His then-teammate Kevin Keegan later remembered how "George was a tough, experienced Scot who knew how to handle himself."

Two months into the 1970-71 season however, Kerr suffered a serious leg break in a Lincolnshire Senior Cup match against Gainsborough Trinity. Keegan recalled: "It was a diabolical challenge. I was the nearest teammate to him and heard the crack before seeing his bone jutting out of his sock. It was horrendous, the worst thing I had ever seen on a football pitch."

Denied appearance and win bonuses for the year he was on the sidelines, Kerr was forced to rely on donated food parcels from two local butchers and a local greengrocer to feed himself and his family.

Kerr recovered from injury to take part in Scunthorpe's 1971-72 promotion season, but was forced to retire from injury in 1973, aged just 30, before joining Graham Taylor's coaching staff at Lincoln City.

==Managerial career==
Succeeding Graham Taylor after his departure to Watford F.C., Kerr managed Lincoln City from July to December 1977. In July 1978 he became first team coach of Grimsby Town.

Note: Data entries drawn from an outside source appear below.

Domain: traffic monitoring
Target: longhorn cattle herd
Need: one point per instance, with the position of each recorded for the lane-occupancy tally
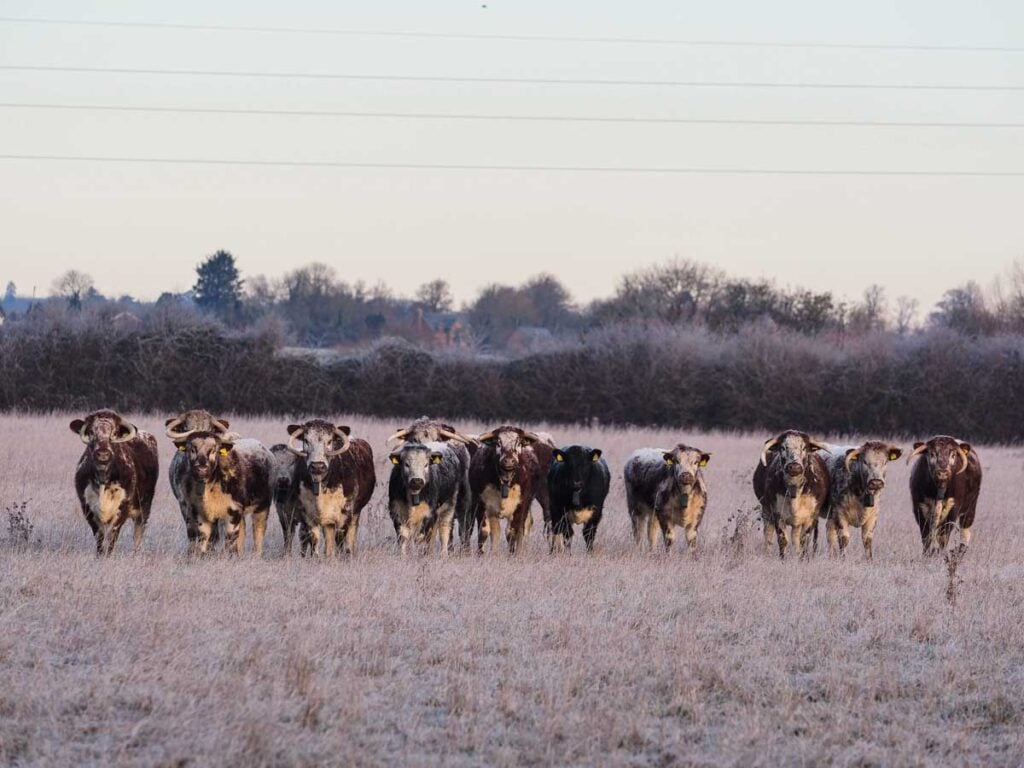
(322, 479)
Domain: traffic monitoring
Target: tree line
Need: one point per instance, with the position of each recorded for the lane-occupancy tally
(310, 306)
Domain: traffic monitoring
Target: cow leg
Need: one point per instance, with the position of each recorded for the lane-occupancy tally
(668, 534)
(235, 535)
(782, 541)
(965, 540)
(866, 535)
(138, 530)
(590, 529)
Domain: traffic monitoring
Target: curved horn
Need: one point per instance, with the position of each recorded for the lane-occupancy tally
(918, 451)
(401, 434)
(291, 441)
(132, 431)
(851, 456)
(345, 441)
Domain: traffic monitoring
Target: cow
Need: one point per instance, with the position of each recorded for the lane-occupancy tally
(503, 479)
(792, 484)
(945, 482)
(116, 477)
(856, 477)
(285, 487)
(578, 483)
(219, 481)
(335, 479)
(424, 492)
(425, 430)
(178, 428)
(666, 488)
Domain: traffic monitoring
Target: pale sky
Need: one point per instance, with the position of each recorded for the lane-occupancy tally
(141, 228)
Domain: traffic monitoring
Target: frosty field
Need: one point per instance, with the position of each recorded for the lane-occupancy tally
(615, 658)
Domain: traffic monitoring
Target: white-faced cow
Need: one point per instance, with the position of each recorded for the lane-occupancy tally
(220, 481)
(116, 477)
(791, 481)
(425, 430)
(503, 478)
(423, 494)
(578, 483)
(945, 482)
(178, 429)
(665, 489)
(857, 475)
(335, 477)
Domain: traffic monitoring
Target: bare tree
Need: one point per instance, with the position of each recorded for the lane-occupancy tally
(435, 296)
(73, 286)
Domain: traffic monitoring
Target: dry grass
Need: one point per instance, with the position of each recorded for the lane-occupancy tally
(734, 658)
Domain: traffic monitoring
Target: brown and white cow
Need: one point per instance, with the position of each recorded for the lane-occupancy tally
(218, 482)
(666, 488)
(857, 475)
(503, 479)
(426, 430)
(116, 477)
(792, 483)
(335, 478)
(945, 482)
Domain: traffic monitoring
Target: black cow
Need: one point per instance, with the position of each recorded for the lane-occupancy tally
(578, 484)
(116, 477)
(424, 493)
(945, 482)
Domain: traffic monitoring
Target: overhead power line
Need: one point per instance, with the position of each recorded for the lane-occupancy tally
(694, 170)
(517, 38)
(516, 81)
(511, 118)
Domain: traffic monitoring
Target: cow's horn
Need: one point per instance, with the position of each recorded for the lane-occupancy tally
(916, 452)
(132, 431)
(345, 441)
(401, 434)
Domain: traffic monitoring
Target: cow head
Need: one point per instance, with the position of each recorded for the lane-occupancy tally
(425, 429)
(318, 441)
(507, 444)
(205, 452)
(578, 463)
(945, 456)
(685, 464)
(868, 464)
(416, 460)
(188, 422)
(100, 431)
(793, 452)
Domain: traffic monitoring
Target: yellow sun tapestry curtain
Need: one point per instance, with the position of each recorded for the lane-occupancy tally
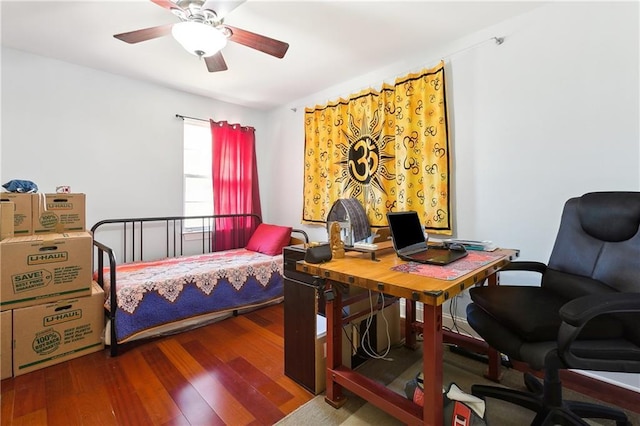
(389, 149)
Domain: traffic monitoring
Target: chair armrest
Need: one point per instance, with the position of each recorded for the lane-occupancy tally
(526, 266)
(577, 313)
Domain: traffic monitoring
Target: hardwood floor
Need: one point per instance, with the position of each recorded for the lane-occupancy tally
(230, 372)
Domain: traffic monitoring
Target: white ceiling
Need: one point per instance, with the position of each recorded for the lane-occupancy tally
(330, 41)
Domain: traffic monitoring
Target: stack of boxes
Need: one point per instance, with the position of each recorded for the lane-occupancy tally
(51, 311)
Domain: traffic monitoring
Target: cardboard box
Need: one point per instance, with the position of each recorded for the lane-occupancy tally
(22, 214)
(58, 213)
(6, 219)
(6, 352)
(49, 334)
(40, 268)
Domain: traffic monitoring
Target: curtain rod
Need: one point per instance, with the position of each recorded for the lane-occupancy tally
(191, 118)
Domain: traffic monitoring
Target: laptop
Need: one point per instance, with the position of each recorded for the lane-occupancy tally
(410, 243)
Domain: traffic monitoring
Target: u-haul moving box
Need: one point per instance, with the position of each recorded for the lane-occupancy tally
(49, 334)
(41, 268)
(58, 213)
(6, 358)
(6, 219)
(22, 215)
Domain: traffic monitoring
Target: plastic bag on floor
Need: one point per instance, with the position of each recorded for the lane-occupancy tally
(460, 408)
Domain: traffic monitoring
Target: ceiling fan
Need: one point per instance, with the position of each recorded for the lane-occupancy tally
(202, 31)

In 1979 he became their manager and The Mariners won the Third Division championship in 1980 in Kerr's first season in charge. They finished 7th in the Second Division the following season after challenging for promotion, with the side third in the table with seven games remaining, and a return to Division One after a 33-year absence looked very much on the cards, but the club's form fell away afterwards, with them winning only one more game. That form was not maintained the following season despite a good start, and with Grimsby bottom of the league Kerr was sacked on 11 January 1982 to make way for his assistant, David Booth.

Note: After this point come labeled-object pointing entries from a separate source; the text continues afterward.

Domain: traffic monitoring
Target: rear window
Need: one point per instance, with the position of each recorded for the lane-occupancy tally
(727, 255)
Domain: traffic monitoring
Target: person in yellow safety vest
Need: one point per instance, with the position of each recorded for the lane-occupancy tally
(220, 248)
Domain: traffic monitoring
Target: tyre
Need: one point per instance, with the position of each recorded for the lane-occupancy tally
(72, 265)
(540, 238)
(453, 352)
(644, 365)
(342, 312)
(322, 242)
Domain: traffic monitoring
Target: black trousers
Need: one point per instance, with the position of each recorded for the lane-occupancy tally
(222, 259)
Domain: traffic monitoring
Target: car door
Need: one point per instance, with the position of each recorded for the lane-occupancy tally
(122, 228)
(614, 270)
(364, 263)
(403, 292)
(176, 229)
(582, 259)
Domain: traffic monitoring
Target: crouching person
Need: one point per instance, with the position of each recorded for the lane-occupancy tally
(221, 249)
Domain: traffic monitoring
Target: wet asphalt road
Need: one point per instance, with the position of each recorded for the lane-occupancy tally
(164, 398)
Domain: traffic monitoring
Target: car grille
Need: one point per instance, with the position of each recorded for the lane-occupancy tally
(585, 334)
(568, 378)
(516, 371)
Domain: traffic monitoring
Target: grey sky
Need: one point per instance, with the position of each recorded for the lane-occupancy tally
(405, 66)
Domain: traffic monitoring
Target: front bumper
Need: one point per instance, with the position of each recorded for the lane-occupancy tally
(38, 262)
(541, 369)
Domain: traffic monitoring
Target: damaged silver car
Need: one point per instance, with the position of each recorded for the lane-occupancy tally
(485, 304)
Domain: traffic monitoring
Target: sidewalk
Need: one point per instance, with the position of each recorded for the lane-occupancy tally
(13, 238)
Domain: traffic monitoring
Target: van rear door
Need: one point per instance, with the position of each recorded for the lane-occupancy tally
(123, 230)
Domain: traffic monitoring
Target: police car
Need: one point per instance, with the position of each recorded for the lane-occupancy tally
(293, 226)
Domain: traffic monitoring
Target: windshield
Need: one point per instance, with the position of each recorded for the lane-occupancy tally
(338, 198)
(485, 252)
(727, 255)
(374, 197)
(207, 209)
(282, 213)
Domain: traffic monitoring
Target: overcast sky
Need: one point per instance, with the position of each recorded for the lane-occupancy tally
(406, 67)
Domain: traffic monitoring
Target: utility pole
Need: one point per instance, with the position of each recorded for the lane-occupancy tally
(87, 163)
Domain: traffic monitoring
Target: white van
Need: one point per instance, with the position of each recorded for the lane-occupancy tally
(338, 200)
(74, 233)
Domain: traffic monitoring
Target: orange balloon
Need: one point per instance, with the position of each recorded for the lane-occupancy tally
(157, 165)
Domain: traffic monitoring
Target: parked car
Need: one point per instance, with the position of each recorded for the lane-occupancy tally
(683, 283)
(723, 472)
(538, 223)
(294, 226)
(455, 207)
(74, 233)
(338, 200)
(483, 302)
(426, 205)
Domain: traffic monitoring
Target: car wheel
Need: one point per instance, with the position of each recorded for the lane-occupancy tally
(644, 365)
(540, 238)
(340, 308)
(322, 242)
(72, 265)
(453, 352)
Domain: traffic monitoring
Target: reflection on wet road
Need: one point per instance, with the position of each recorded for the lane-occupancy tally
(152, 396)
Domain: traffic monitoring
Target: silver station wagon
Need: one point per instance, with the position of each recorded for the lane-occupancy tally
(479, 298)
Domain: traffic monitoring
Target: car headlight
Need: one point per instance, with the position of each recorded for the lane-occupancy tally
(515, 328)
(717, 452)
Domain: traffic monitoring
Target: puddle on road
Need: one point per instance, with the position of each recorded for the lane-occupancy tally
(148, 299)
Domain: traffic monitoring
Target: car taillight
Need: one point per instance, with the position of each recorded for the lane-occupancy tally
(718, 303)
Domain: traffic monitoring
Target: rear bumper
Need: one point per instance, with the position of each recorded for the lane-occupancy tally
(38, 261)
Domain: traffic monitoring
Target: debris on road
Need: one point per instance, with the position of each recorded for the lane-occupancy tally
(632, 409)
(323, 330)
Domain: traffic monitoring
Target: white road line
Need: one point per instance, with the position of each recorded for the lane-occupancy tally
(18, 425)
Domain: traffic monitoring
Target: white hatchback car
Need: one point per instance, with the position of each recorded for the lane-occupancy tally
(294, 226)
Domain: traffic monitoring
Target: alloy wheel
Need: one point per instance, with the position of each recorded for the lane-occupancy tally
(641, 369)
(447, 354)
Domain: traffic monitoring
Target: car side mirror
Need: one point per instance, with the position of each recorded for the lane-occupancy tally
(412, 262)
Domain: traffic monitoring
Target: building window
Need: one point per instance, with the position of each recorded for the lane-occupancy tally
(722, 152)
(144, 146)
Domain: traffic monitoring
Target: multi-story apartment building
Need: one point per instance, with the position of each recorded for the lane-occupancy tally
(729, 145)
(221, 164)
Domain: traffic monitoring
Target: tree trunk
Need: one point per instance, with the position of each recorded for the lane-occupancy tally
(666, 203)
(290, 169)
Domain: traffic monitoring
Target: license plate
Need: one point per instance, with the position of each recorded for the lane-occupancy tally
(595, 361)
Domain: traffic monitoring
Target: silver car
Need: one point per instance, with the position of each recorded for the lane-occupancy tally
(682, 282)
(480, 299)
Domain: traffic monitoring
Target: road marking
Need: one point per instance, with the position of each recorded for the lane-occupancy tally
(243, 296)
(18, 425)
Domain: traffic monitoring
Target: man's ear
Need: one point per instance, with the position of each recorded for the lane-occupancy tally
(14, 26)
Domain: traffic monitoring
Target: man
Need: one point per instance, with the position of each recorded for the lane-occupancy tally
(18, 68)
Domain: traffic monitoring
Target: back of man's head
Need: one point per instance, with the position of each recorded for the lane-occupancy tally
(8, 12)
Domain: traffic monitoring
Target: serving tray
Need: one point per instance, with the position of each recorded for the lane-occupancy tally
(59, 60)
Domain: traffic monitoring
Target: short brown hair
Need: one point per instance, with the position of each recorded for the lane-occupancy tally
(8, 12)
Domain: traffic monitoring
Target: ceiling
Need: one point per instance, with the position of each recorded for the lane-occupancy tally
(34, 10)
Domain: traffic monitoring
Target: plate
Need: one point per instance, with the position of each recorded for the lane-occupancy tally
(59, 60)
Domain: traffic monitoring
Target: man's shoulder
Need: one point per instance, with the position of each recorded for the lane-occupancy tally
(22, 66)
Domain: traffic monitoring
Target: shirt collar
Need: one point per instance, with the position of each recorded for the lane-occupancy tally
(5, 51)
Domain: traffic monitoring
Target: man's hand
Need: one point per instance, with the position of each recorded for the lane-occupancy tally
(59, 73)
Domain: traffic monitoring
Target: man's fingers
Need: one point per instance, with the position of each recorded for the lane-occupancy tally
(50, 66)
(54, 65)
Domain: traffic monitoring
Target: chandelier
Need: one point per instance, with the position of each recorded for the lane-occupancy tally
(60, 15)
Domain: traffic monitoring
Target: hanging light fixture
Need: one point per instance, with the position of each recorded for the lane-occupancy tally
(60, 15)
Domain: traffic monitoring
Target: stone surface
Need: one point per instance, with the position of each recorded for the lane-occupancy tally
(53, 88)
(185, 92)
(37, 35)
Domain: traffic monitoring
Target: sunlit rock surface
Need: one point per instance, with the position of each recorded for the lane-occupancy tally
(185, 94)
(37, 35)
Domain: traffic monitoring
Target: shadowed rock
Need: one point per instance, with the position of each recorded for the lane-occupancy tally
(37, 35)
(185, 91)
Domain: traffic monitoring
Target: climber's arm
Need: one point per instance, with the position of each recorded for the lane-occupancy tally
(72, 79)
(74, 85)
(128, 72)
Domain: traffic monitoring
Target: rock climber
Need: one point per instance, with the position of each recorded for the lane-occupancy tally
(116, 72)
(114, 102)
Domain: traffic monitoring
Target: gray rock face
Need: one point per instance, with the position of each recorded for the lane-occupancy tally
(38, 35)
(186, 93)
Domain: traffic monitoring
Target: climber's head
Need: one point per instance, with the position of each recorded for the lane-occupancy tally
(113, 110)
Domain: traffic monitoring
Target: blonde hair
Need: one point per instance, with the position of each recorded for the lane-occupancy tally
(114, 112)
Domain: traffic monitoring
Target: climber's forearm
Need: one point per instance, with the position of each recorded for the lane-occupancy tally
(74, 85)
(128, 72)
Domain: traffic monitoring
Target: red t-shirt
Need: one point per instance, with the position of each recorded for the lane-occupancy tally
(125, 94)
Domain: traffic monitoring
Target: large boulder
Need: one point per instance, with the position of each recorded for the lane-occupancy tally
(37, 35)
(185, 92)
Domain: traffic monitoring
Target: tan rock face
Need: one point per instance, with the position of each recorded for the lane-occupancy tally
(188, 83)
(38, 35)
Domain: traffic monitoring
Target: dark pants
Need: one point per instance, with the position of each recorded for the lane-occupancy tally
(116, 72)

He was appointed manager of Rotherham United on 21 March 1983 but was unable to save the club from relegation to the Third Division. He remained in charge for another two years, until 8 May 1985, first avoiding relegation and then challenging for promotion, being third in November and December, before finishing mid-table. In November 1983, Rotherham knocked out first division Southampton in the League Cup. In June 1985, Kerr returned to Lincoln where despite the presence of Phil Turner and Neil Redfearn in midfield, the side was relegated to the Fourth Division. He remained in charge the following season, which began well with the Imps as high as 7th in the New Year. An inexplicable collapse in form followed and Kerr left the club in March, before Lincoln became the first club to be relegated from the Football League to the Conference. He later managed Boston United and was a scout.

==Media career==
He is a former expert summariser on BBC Radio Humberside. He co-commentated on Grimsby Town and Scunthorpe United games for several years before eventually stepping away in 2016 due to ill health.

==Personal life==

George's younger brother Bobby Kerr captained Sunderland to their famous 1973 FA Cup Final victory over Leeds United, whilst his elder brother Willie represented Scotland at youth level and played for Queen's Park F.C.